What does it look like to walk the walk rather than just talking the talk?
Today I felt like drawing. I grabbed some large sheets of paper and my charcoal box and got to work in the garden.
Moments later miss 8 asked if she could draw too. I showed her the media and gave her some paper and walked away to see what might happen. She drew a beautifully expressive drawing of the Japanese maple. I showed her how to spray the drawing to stop further smudging and we enjoyed the process in the sunshine.
It got me thinking though. If I hadn’t gone outside to draw, might she have drawn on her own? If she hadn’t seen my big sweeping lines, might she have tried drawing at such a large scale? If I hadn’t provided the new media, might she have tried it?
What if I hadn’t acted on that feeling? (I didn’t really have an end product in mind today – I just knew I wanted to try drawing in large scale in the garden).

Some of the best work I have ever gotten out of students is through learning alongside them and modeling the ‘wonderful what if’. Playing with lights for timelapse photography, playing with water for long exposure photography, giving myself mad writing challenges (100 haiku in 100 days was a fun one), freezing flowers to see what might happen, drawing with new tools, playing with new pedagogy and telling them, ‘this class is an experiment – I’m testing out a theory’ (the harkness method worked so well) and modeling the ‘seeing what is possible’ attitude of a lifelong learner.
If we want our learners to embrace failure, thrive with experimentation and innovation, push the envelope with their thinking, write like real writers and tinker like real inventors then we have to model it.
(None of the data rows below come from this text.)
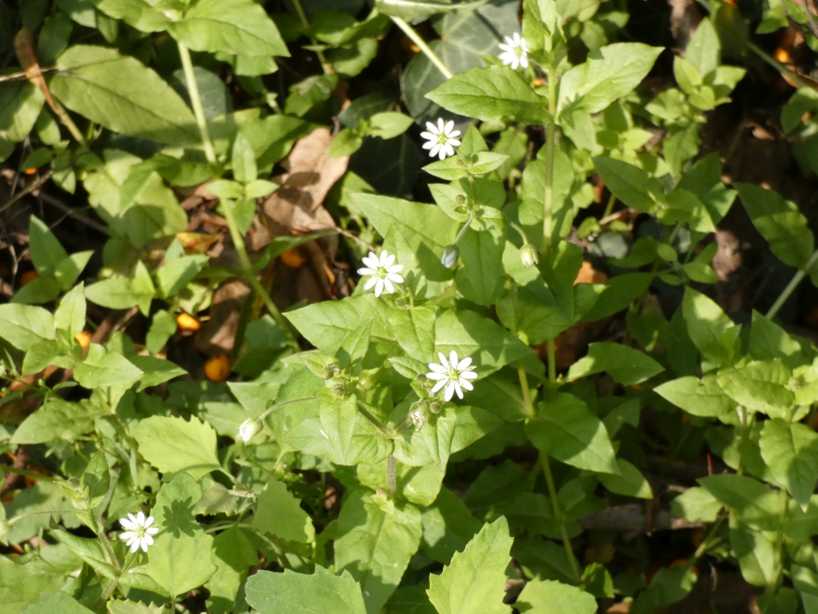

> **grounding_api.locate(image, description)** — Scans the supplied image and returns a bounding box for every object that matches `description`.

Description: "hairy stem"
[290,0,335,75]
[223,201,298,350]
[540,453,580,582]
[176,42,216,164]
[767,249,818,318]
[517,367,536,418]
[392,17,453,79]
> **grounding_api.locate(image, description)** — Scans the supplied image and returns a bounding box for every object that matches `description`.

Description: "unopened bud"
[409,409,426,431]
[236,418,258,443]
[440,245,460,269]
[520,243,538,267]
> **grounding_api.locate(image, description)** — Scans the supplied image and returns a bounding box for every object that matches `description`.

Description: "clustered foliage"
[0,0,818,614]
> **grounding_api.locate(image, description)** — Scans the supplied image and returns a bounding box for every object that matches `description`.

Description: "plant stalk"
[392,17,453,79]
[540,452,581,582]
[222,201,298,350]
[517,366,536,418]
[767,249,818,319]
[176,41,216,164]
[290,0,335,75]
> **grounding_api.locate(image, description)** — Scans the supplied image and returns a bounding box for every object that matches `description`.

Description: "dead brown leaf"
[195,279,250,356]
[250,128,349,251]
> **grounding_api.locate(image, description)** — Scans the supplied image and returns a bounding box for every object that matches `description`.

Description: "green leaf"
[169,0,290,56]
[716,360,795,419]
[11,396,95,445]
[736,183,815,268]
[557,43,663,115]
[74,343,142,390]
[699,474,785,530]
[729,527,782,586]
[685,19,721,76]
[401,2,519,121]
[130,416,219,478]
[245,565,366,614]
[21,593,93,614]
[526,393,619,474]
[368,111,413,139]
[232,132,258,183]
[0,303,54,351]
[454,229,504,305]
[682,287,741,366]
[283,393,392,465]
[630,565,696,614]
[252,479,315,544]
[594,156,663,213]
[670,486,722,522]
[426,66,547,123]
[599,458,653,499]
[759,419,818,508]
[334,491,421,614]
[91,0,169,32]
[426,516,513,614]
[54,283,86,338]
[284,294,377,355]
[85,260,156,314]
[514,580,597,614]
[654,375,736,419]
[0,80,45,144]
[568,342,665,386]
[435,310,531,373]
[375,0,488,20]
[140,532,216,598]
[50,45,199,146]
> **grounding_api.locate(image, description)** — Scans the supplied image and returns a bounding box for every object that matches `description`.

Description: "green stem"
[767,250,818,319]
[290,0,335,75]
[540,453,581,582]
[222,201,298,350]
[517,367,535,418]
[392,17,453,79]
[176,41,216,164]
[543,68,559,254]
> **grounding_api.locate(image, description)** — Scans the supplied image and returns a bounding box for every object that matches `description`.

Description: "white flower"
[426,350,477,401]
[500,32,528,70]
[236,418,258,443]
[358,250,403,296]
[119,512,159,552]
[420,118,460,160]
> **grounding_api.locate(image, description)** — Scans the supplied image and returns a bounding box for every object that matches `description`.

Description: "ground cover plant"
[6,0,818,614]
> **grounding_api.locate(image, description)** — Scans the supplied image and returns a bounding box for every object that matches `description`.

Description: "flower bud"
[236,418,258,443]
[520,243,538,267]
[409,409,426,431]
[440,245,460,269]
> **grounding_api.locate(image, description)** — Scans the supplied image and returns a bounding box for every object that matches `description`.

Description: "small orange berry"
[204,354,231,382]
[20,270,39,287]
[176,311,202,333]
[281,249,304,269]
[773,47,792,64]
[74,330,91,352]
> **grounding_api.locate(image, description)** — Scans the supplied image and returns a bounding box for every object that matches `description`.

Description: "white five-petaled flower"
[236,418,258,443]
[119,511,159,552]
[500,32,528,70]
[426,350,477,401]
[358,250,403,296]
[420,118,460,160]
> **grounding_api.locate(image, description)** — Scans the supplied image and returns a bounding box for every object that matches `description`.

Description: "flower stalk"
[392,17,453,79]
[176,41,216,164]
[767,249,818,319]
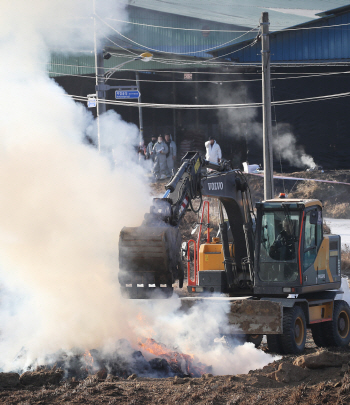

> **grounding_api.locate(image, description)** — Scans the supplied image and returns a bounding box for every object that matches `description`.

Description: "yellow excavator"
[119,152,350,354]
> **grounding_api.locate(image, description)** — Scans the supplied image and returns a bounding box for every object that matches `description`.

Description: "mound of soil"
[0,334,350,405]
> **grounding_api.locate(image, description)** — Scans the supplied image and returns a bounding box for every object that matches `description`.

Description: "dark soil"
[0,334,350,405]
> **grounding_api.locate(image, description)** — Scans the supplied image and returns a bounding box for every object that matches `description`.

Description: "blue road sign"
[115,90,140,100]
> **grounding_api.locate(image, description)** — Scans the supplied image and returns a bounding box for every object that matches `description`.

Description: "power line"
[67,92,350,110]
[47,63,350,84]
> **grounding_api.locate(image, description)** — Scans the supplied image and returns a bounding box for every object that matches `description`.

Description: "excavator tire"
[119,224,181,299]
[281,305,306,354]
[266,335,284,354]
[322,300,350,347]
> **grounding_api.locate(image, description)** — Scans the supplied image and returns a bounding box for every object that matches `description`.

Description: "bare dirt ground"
[0,335,350,405]
[0,171,350,405]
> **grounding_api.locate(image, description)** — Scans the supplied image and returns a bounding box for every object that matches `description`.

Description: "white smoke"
[0,0,271,373]
[130,297,274,374]
[214,85,315,168]
[0,0,150,369]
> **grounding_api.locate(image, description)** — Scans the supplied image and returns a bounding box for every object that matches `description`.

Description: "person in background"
[146,135,157,162]
[152,135,169,180]
[205,136,222,164]
[164,135,176,177]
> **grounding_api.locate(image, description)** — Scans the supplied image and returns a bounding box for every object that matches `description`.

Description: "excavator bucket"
[119,223,183,298]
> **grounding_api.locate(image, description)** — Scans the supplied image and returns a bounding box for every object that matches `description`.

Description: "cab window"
[303,209,323,271]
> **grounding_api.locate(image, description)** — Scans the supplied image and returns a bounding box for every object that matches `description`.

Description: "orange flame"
[139,338,210,377]
[84,349,94,369]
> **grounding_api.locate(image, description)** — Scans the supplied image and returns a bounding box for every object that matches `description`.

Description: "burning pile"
[18,339,211,380]
[139,339,212,377]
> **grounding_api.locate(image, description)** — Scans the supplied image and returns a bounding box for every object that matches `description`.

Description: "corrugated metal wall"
[124,7,254,57]
[47,6,256,77]
[218,12,350,63]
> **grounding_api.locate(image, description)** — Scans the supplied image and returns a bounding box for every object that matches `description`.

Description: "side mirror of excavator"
[181,242,188,260]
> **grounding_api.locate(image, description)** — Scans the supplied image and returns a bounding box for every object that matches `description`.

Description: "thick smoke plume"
[0,0,271,373]
[214,85,315,168]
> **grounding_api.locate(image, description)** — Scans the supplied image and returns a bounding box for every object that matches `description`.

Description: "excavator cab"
[254,198,341,296]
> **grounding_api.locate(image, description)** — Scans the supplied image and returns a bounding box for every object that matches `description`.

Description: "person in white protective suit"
[164,135,176,177]
[205,136,222,163]
[152,135,169,180]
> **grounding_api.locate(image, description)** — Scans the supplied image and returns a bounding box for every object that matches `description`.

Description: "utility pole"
[260,12,274,200]
[136,72,145,147]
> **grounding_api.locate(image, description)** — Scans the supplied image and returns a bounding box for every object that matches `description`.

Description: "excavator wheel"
[280,305,306,354]
[266,335,283,354]
[311,300,350,347]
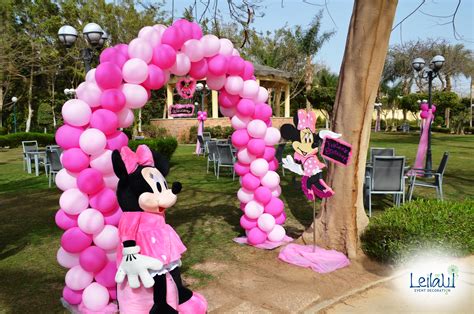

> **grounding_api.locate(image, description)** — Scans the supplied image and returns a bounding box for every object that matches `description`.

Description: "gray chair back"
[217,144,234,165]
[207,141,219,160]
[372,156,405,192]
[46,149,63,172]
[370,147,395,163]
So this post is a challenge. If you wonder something, wonder it out loud and chase the answers. Share the process. Think out loud. Model lifelong learning. Model open wondering. Model metacognition and think about your thinking out loud. Model writing. Model reading. Model the things that are important.
Because you never know, for you it might just be a little wondering, but in that same moment someone small might be taking notice. And that small thing they take notice of could grow into something big.

P.S. My only regret is that her paper was so scrunched (we took it out of the craft cupboard from a pile of other things). Mental note: buy more big paper.